Ah, the end of the year – it’s the time where the atmosphere is festive, the party invites start to pour in and evenings are spent sipping champagne and cocktails in fabulous clothes. But what kind of clothes exactly?
While the idea of a party is exciting, decoding the listed dress code can be enough to tempt you to decline. Is a short dress acceptable for a black tie event? What exactly is the elusive “Smart Casual”? And do men always need to wear a jacket? To prevent any further fashion faux pas, we’ve put together the definitive guide to dress codes so you can breathe easy this party season. Add it to your favourites, email it to a friend and stick it on your fridge – you’ll want to keep this permanently on hand!
1. Black Tie
While White Tie is the most formal of dress codes, it’s now usually limited to royal and government balls, which leaves Black Tie as the most formal dress code you’re likely to come across. In Australia, it’s often misinterpreted as cocktail wear, so to be on the safe side it’s best to stick to traditional interpretations – after all, it’s a rare occasion that allows us to get so dressed up.
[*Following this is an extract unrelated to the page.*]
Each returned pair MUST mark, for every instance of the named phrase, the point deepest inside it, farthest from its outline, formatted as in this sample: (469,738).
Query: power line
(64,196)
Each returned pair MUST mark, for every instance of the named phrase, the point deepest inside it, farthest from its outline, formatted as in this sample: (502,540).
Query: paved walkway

For men, nothing less than a tuxedo will do, worn with a white dinner shirt and black bow tie (bonus points if you tie it yourself!). Accessories like cuff links are essential for extra finesse and are the one item you can play around with. For women, black tie calls for a floor length gown in fabrics that feel luxurious on the skin, accessorised with fine jewellery, a small clutch and heels. The whole point is to feel dressed up and glamorous. In the context of a wedding, take “formal” to mean the same as Black Tie.
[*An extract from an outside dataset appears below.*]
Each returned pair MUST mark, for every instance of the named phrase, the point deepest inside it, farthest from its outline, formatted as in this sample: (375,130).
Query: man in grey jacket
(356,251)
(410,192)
Cocktail is probably the most popular dress code you’ll come across this season, and while a step down from Black Tie, it is still considered to be rather formal. For men, a black suit is an absolute must, with a three piece suit a fun and appropriate way to go for something different. A classic white shirt is required, but a normal neck tie will suffice. A skinny tie with a slim fit suit is a current way to look stylish and sharp.
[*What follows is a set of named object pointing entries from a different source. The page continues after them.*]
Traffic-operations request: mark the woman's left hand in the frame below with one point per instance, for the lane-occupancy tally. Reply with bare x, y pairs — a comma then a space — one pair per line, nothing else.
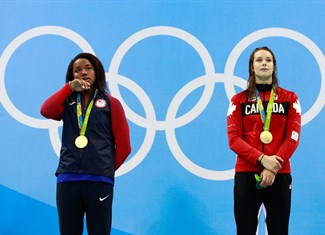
267, 178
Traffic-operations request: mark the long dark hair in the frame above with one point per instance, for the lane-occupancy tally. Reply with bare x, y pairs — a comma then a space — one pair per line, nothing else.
251, 79
98, 68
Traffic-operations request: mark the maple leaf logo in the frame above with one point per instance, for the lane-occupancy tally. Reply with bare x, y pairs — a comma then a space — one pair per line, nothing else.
297, 107
231, 109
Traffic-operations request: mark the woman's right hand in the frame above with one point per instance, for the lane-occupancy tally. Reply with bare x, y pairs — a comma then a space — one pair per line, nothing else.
79, 85
272, 163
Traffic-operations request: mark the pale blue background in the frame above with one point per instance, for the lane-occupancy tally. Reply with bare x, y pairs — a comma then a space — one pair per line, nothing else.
159, 196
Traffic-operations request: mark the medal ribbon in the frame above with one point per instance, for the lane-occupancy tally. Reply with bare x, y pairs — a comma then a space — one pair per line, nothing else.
266, 120
83, 122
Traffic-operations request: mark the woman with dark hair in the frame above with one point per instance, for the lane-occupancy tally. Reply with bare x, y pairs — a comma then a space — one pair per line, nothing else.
263, 146
95, 143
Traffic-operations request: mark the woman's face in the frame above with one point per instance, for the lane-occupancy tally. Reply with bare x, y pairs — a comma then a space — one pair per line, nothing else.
83, 70
263, 67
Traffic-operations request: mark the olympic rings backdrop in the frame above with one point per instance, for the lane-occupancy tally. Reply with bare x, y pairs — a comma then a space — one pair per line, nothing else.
174, 65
For women, this is the perfect time to bring out a killer cocktail dress, whether it’s a classic LBD or something more influenced by current trends. Knee length is advisable although it can be strapless, while typical colours include black, white, jewel tones or metallics. Interesting details such as lace or beading lift up a dress or bring your bling with bold jewellery and an evening clutch. For a va va voom cocktail look, channel Yves Saint Laurent’s Le Smoking by wearing a fitted Tuxedo paired with a silk blouse, or dare to bare by wearing nothing under the jacket. An evening jumpsuit in a luxurious silk is also a great option.
3. Smart Casual
Ah, the ambiguous Smart Casual dress code. While the meaning can be vague and differ from person to person, the general rule of Smart Casual means a more relaxed, but still smart dress code where a tie is not required. However most occasions will still require either a suit or jacket and trouser combination – and absolutely no jeans. A safe yet stylish option in the warmer months is a blazer, chinos (beige or blue) and a collared shirt in a complementary pale colour. A patterned shirt such as checks or stripes is also acceptable.
It’s a little harder to pin down exactly what smart casual means for women, but it is a great opportunity to wear separates. A silky blouse and pencil skirt, or a great pair of tailored trousers is a winning combination, as is a jumpsuit. Heels and a small chain shoulder handbag finish off the look.